A benign virus, turned DNA-delivery truck, may hold the potential to repair gene malfunctions that can trigger disease.

Over millions of years, viruses have evolved to be efficient at invading our cells and inserting their genetic material so they can multiply. If you’ve ever had the flu, measles, chicken pox, or any viral infection, you’ve been a host to this process.

Turning the host-infection paradigm on its head, in the growing field of gene therapy, viruses and their DNA-delivery capabilities are being used as tools to heal. Patients with genetic diseases such as hemophilia B, sickle cell anemia, Crohn's disease, cystic fibrosis, and even some cancers are missing or have defective copies of certain genes needed to make necessary proteins.  Scientists are working to develop engineered viruses, called viral vectors, to deliver good copies of these genes. With the correct genetic information, the missing protein can be made and the disease potentially circumvented.

A Virus Pioneer

One of the early pioneers in this field is Jude Samulski, now Vice President of Gene Therapy in Pfizer’s Rare Disease Research Unit and co-founder of Bamboo Therapeutics, Durham, NC. As a graduate student at the University of Florida in the early 1980s, Samulski was the first scientist to discover how to use a benign virus called adeno-associated virus (AAV) to deliver gene therapy. Scientists have since discovered hundreds of variations of this virus. Today it’s the most commonly used in the field, in large part because AAV is not known to cause disease or a dangerous immune response.

Zip Codes and Light Switches

A major challenge in gene therapy is to make sure the virus delivers the genetic material to the right location in the body. Once a virus reaches a target cell, it binds to its surface, and begins the process of unloading genetic material. Inside the nucleus, this new genetic information is copied. So getting the DNA to the right place is critical.

As Samulski puts it, the viruses are like mail delivery trucks with zip codes on their surface. The genetic information is packaged inside the virus, and on its surface are proteins that tell the virus where to go—to the lungs, pancreas, liver, or whatever the target tissue may be. In recent years, researchers have made breakthroughs in changing these zip codes to better target certain tissues. “We’re able to alter information on the surface of these delivery systems to make them more specific and precise in where they carry their genetic payload,” says Samulski.
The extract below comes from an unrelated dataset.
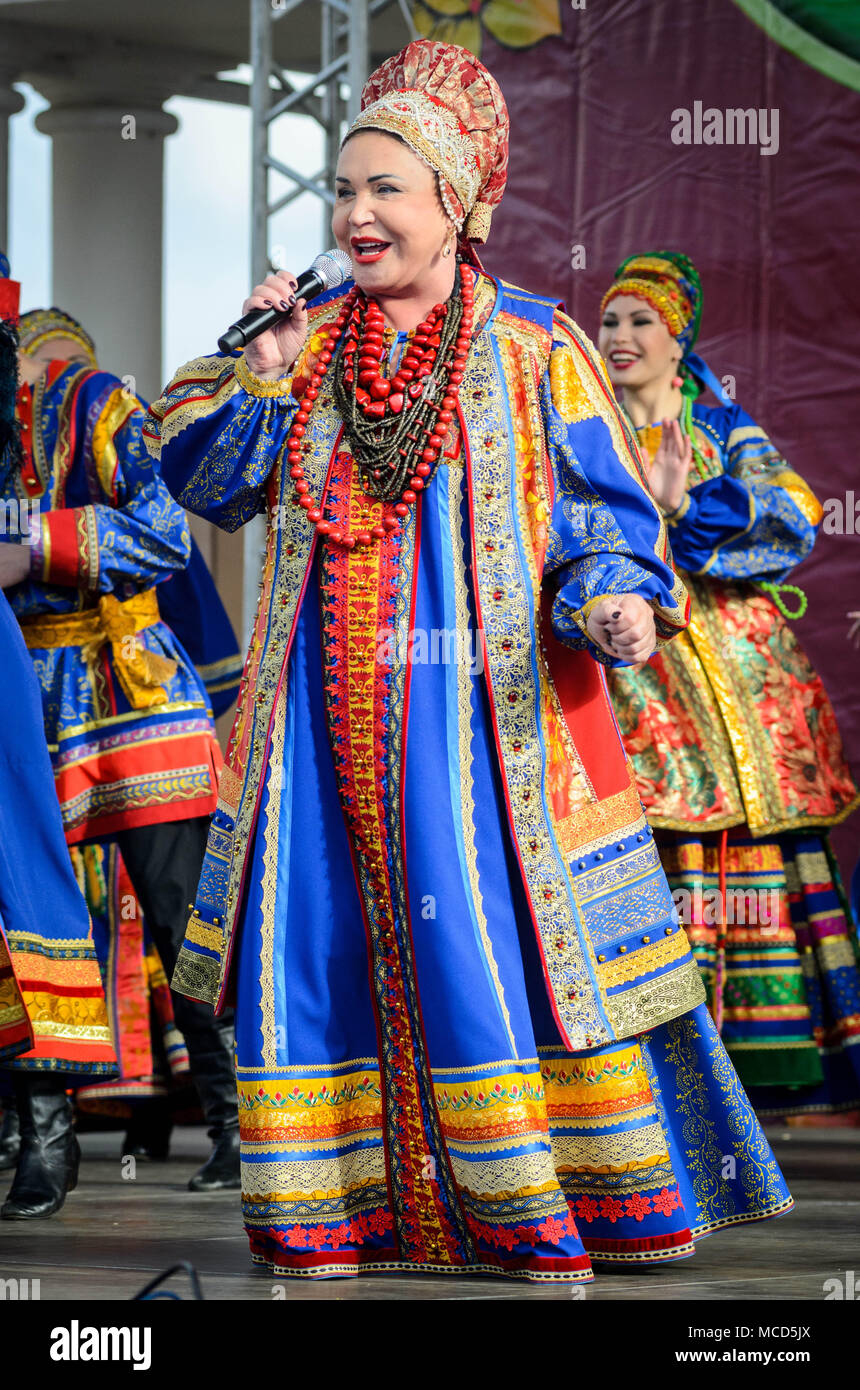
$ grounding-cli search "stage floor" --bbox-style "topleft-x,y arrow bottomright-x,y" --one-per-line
0,1129 -> 860,1301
Researchers are building in fail-safes, too, in case the delivery goes awry. The viruses are also outfitted with promoters, or “light switches,” that ensure the gene is only turned on when it gets to the right place. “You can take light switches that only work in the liver or only work in muscle, and even if the delivery system goes to the wrong tissue, it won’t function because that switch isn’t operable,” says Samulski.